Interpolation for Physical Big Data
Time and place
3 PM on Wednesday, February 18th, 2015; SH 377
Matthew Hirn (École normale supérieure, Paris)
Abstract
The notion of Big Data is becoming increasingly ubiquitous in academia, industry, as well as general discourse. While such data sets take numerous forms and span myriad fields, common amongst them is that they are massive and high dimensional. The analysis and extraction of new information from these data sets can often be posed as an interpolation problem mathematically, in which the function to be interpolated corresponds to an important property of the data. However, interpolation algorithms must not only scale efficiently with the size of the data set, but also the dimension. Precise interpolations may require a number of examples that is exponential in the dimension, and are thus intractable.
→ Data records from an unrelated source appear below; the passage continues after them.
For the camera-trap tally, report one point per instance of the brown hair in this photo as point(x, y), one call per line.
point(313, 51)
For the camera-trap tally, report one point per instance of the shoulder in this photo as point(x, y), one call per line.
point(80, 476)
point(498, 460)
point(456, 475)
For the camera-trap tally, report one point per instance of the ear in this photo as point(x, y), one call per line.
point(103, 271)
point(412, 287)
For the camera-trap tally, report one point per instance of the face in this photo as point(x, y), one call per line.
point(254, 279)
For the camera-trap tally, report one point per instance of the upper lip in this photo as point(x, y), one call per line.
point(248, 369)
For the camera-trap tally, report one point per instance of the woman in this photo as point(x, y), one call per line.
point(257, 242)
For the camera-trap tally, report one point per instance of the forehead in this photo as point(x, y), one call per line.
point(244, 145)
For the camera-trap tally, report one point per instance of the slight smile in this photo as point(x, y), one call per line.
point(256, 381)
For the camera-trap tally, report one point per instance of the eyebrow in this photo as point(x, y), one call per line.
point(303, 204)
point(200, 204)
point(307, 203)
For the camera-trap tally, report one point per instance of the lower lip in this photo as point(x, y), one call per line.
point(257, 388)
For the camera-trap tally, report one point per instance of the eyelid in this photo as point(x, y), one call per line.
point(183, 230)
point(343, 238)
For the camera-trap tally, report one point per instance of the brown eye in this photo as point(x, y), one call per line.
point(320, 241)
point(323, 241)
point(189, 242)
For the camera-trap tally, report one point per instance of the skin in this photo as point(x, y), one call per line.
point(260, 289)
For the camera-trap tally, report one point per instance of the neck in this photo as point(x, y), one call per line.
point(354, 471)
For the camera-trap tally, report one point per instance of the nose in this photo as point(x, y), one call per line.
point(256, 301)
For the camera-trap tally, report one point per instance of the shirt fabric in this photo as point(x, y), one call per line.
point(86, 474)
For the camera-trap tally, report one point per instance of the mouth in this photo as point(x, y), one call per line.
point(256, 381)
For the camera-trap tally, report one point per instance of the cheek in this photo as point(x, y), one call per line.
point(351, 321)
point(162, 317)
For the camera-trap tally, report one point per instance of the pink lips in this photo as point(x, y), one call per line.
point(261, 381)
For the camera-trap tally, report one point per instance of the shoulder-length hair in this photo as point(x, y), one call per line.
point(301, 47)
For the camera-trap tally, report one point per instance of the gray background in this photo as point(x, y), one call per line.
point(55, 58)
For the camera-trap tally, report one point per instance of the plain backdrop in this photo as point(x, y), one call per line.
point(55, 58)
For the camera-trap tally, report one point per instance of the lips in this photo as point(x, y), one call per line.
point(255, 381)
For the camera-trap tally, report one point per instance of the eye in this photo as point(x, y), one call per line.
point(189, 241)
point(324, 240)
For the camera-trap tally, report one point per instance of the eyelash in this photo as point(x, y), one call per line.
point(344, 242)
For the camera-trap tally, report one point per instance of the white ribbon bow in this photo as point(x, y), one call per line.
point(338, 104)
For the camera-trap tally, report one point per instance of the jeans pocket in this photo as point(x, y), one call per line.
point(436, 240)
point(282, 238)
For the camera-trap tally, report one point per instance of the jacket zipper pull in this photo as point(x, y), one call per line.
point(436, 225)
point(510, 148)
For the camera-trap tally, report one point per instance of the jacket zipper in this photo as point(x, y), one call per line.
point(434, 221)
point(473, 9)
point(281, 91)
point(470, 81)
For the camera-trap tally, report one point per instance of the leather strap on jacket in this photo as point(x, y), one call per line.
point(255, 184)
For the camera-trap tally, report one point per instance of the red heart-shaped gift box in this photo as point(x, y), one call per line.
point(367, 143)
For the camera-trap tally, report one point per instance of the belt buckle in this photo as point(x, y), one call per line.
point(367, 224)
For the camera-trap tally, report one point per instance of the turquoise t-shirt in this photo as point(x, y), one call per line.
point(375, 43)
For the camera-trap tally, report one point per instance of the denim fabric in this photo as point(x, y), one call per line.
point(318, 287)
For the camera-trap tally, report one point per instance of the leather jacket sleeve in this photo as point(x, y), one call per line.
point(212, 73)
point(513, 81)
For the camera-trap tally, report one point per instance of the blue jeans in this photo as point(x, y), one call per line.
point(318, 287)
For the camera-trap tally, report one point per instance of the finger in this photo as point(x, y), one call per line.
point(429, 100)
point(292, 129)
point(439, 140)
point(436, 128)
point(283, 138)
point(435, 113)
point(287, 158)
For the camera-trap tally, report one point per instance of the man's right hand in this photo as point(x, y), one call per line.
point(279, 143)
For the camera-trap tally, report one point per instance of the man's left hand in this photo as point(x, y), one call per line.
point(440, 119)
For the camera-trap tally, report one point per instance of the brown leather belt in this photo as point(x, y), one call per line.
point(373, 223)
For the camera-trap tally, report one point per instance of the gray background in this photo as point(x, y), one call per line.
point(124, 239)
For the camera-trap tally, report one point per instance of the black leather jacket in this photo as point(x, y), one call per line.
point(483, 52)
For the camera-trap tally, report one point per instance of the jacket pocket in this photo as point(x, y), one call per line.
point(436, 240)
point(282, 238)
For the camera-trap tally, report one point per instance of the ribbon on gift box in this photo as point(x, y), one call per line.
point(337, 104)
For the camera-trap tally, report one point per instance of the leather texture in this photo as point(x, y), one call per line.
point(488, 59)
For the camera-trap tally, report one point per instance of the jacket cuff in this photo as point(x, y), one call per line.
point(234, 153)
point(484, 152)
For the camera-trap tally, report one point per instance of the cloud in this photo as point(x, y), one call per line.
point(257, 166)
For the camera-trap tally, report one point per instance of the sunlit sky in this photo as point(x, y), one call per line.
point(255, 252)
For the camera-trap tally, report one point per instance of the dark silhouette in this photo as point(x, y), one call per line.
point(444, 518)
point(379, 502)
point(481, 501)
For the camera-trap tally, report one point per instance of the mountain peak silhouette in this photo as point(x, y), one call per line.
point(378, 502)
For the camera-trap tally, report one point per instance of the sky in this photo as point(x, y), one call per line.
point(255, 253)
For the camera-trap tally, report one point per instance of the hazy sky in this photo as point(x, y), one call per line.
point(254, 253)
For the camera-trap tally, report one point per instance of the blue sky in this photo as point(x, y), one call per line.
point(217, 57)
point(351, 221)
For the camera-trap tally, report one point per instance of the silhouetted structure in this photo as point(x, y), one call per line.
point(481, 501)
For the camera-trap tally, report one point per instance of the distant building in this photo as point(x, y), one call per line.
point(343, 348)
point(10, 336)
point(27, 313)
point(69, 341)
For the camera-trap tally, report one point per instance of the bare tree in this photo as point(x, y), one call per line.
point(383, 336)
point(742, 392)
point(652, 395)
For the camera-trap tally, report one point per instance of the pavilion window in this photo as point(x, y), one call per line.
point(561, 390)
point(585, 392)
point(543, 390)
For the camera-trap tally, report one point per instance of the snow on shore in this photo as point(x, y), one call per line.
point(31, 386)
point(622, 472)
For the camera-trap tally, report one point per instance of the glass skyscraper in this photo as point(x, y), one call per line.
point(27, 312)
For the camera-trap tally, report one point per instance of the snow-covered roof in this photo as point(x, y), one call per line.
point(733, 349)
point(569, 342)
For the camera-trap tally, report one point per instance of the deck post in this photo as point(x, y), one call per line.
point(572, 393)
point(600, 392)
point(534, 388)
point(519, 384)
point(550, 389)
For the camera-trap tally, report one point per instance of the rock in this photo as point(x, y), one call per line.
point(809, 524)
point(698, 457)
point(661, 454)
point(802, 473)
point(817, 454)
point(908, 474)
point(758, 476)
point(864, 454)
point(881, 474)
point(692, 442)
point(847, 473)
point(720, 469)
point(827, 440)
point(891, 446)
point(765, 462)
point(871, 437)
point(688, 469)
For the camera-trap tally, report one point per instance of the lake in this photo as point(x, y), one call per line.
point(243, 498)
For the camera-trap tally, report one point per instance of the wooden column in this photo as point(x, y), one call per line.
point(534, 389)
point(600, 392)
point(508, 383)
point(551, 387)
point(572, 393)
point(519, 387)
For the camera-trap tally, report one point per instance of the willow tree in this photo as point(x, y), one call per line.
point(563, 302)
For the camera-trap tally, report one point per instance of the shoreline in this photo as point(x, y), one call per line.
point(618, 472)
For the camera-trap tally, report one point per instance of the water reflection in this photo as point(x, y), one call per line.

In order to circumvent this curse of dimensionality, functional regularity as well as data regularity can be exploited, depending on the particular problem. In this talk we will touch upon three areas of research, each of which exploits different regularity priors: manifold learning, minimal smooth interpolations, and sparse regressions over families of functions. The applications we will have in mind are derived from physics. Physical functionals are usually computed as solutions of variational problems or from solutions of partial differential equations, which may require huge computations for complex systems. Quantum chemistry calculations of molecular ground state energies is such an example. Learning strategies do not simulate the physical system but estimate solutions by interpolating values provided by a training set of known examples. A specific point of interest in this talk will be the sparse regression of quantum molecular energies in smaller approximation spaces that take advantage of the physical regularity of the system. We introduce deep multiscale learning architectures, which compute such approximations, with iterated wavelet transforms. Numerical applications are shown for molecular energies in quantum chemistry, in relation with Density Functional Theory.